The same two-stage self-feedback wrapper also improves other GRPO variants (DAPO, GSPO) by ~+1.1 to +1.2 points, suggesting the refinement interface—not GRPO specifics—is the main booster.
Swapping the binary checker for a generative judge (e.g., GPT-5 scoring in [0,1]) gave an extra ~+0.94 average, likely because partial credit keeps promising near-misses alive for Stage 2 to fix.
Entropy analysis showed iGRPO keeps exploration higher in mid-training than GRPO, delaying early overconfidence; yet final entropies are similar, so the gain is about better learning dynamics, not permanent randomness.

Compute and resources:

Nearly identical peak memory to GRPO; small throughput drop due to two decoding stages; about 13% more total training time for the shown setup.

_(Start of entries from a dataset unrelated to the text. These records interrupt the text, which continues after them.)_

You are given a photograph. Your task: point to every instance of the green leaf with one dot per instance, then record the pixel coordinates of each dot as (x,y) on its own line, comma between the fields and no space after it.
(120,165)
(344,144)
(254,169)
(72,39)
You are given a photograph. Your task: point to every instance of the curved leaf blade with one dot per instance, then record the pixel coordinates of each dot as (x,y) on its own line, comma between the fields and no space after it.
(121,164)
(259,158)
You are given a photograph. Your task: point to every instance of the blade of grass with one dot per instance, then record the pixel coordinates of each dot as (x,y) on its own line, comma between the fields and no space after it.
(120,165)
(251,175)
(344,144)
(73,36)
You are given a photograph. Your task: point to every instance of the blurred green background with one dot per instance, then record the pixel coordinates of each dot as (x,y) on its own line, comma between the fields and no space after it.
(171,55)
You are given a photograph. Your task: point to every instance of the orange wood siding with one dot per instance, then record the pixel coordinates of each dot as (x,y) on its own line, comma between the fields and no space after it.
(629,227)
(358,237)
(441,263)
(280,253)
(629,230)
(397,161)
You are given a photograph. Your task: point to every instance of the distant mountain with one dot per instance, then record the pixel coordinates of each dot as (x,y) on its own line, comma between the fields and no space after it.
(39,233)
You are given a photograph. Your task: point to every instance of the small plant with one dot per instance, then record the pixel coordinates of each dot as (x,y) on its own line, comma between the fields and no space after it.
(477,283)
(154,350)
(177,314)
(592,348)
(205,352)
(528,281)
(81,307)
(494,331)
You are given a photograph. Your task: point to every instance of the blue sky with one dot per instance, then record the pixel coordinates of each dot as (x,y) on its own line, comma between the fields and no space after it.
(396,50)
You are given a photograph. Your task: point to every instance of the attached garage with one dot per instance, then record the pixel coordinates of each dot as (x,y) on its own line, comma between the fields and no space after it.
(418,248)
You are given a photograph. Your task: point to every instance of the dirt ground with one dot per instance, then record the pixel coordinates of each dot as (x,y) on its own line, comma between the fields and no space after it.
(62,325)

Takeaway: Under the same rollout budget, adding the self-feedback conditioning step consistently makes models more reliable on long, verifiable math problems.

05Discussion & Limitations

Limitations:

Modest extra wall-clock time (~13%) due to the two decoding stages, even though peak memory remains almost the same.
Diminishing returns on already very strong, domain-specialized models; the absolute gains can shrink as the ceiling gets higher.
Depends on a reward that reflects correctness; binary rewards can be harsh on near-misses unless you use a generative judge.
The approach trains a refinement skill; tasks that don’t benefit from a “draft → refine” pattern may see smaller gains.

Required resources:

A standard RL fine-tuning stack for LLMs with GRPO-style updates.
A reward function: either exact-match parsing or a learned/generative judge that outputs a scalar score.
Sufficient generation budget per prompt to split between Stage 1 drafts and Stage 2 refinements (e.g., 8 total).

When not to use:

Very short, trivial questions where drafting adds no value.
Domains without clear reward signals (no way to check answers) unless you have a reliable judge.
Extreme low-latency training settings where even a small time overhead is unacceptable.

Open questions:

How best to allocate N vs. G under various difficulties and model sizes?
Can multi-round (more than two stages) training give further boosts without large overhead?
What’s the best design for learned judges to avoid bias or reward hacking?
Can the idea help beyond math—like coding with unit tests, or science proofs with verifiers—at even larger scales?
How does dynamic self-conditioning interact with curricula (easy-to-hard) or with mixture-of-experts models?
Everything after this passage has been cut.